The five of us work together, along with the shadow weavers and teachers that remain at the academy, to deflect as much of their magic as we can, meeting their firepower with our own. But Fox advises us cautiously to preserve as much of our energy and our resources as we can.
“They’ll break through eventually,” he says, “and we want to be as powerful as we can be when we meet them.”
Other students come to watch us too, and some are even brave enough to venture forward and add tables, desks, and chairs to our makeshift barricade.
We’ve been fighting for forty-five minutes, at least, when Professor Cornelius comes hobbling over to join us, raising his hands as if he too is about to fire his magic.
“You don’t need to be here, Professor,” I tell him. “There’s enough of us for the time being, and our barricade is holding.”
“I may be old, Miss Storm,” he says, “but I can still fight, and you need all the fighters you can get.”
“We have enough,” I tell him. “There’s no need for you to put yourself in danger.”
He frowns at me. “I’m eighty-nine years old, Miss Storm, and I’m telling you now that I would rather die fighting for something I believe is right than wither away in my chair. So please, I’d rather not hear anything more of it.”
“Then you know the plan?” I concede.
“Retreat to the towers as soon as they break through.”
I shut my mouth and watch as the old man sends his shadows soaring over the barricade and colliding with an oncoming fire-bolt.
I’ve never seen his magic before, and I’m surprised to see that it isn’t weak like the man is physically.
It’s pretty damn strong. Deep down, I’m grateful to have another person fighting alongside us.
No sooner has Professor Cornelius begun firing his magic toward the Empress’s army than someone else comes running toward me. Actually, three people, hauling some makeshift contraption along behind them. Fly, Damien, and some other boy I recognize from Granite Quarter.
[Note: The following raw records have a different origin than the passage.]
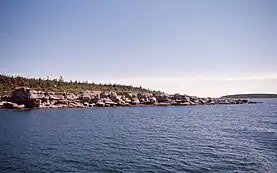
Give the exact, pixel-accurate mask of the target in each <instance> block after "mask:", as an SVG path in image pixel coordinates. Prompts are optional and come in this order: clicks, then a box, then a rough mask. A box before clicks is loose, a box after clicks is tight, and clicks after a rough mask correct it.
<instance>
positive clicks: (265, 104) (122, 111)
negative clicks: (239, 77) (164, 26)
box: [0, 100, 277, 173]
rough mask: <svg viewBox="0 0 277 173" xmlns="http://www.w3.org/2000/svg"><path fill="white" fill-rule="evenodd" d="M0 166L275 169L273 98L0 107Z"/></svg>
mask: <svg viewBox="0 0 277 173" xmlns="http://www.w3.org/2000/svg"><path fill="white" fill-rule="evenodd" d="M0 172H1V173H2V172H5V173H6V172H8V173H10V172H12V173H23V172H24V173H32V172H34V173H38V172H80V173H82V172H83V173H87V172H126V173H129V172H224V173H225V172H247V173H248V172H261V173H265V172H270V173H274V172H277V100H264V103H262V104H253V105H215V106H190V107H137V108H90V109H41V110H30V111H16V110H0Z"/></svg>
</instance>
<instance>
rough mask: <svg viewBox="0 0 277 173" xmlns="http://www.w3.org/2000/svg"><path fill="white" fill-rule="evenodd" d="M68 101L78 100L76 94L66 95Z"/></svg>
mask: <svg viewBox="0 0 277 173" xmlns="http://www.w3.org/2000/svg"><path fill="white" fill-rule="evenodd" d="M66 99H68V100H76V99H77V96H76V95H75V94H73V93H70V94H67V95H66Z"/></svg>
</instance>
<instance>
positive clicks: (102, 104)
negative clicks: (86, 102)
mask: <svg viewBox="0 0 277 173" xmlns="http://www.w3.org/2000/svg"><path fill="white" fill-rule="evenodd" d="M95 106H98V107H104V106H105V103H104V102H103V101H102V100H98V101H97V102H96V104H95Z"/></svg>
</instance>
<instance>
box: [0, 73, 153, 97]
mask: <svg viewBox="0 0 277 173" xmlns="http://www.w3.org/2000/svg"><path fill="white" fill-rule="evenodd" d="M17 86H26V87H29V88H36V89H40V90H47V91H66V92H73V93H76V92H80V91H83V90H94V91H117V92H119V91H120V92H153V91H151V90H149V89H145V88H142V87H134V86H130V85H120V84H96V83H89V82H80V81H69V82H66V81H64V80H63V78H62V76H61V77H60V78H59V79H41V78H38V79H36V78H27V77H22V76H7V75H0V95H5V94H7V93H8V92H10V91H11V90H12V89H13V88H14V87H17Z"/></svg>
At first, I think it’s just another object to add to the barricade, but then Fly stops beside us, swings his arms wide, and declares, “We’ve made a catapult.”
I stare at it. It takes me a few minutes, but then I see he’s right. It has a long arm, held back by a taut string, and if that’s released, I can see it will come flying forward. It’s well built, well-constructed, and it looks like it might actually work. There’s just one problem.
“It’s great,” I say. Fly grins proudly at me. “But what exactly were you planning to catapult?”
“Catapult?” I hear someone say several yards away, and then the potions professor comes bustling toward us. She examines the contraption for several moments, then tells the three boys, “Bring that this way. I can use it.”
Fly sticks his tongue out at me, and then they wheel it off as I shake my head.
My attention is drawn back to the barricade as another section of it explodes up into sparks. It won’t hold for much longer, and then our plan will really begin.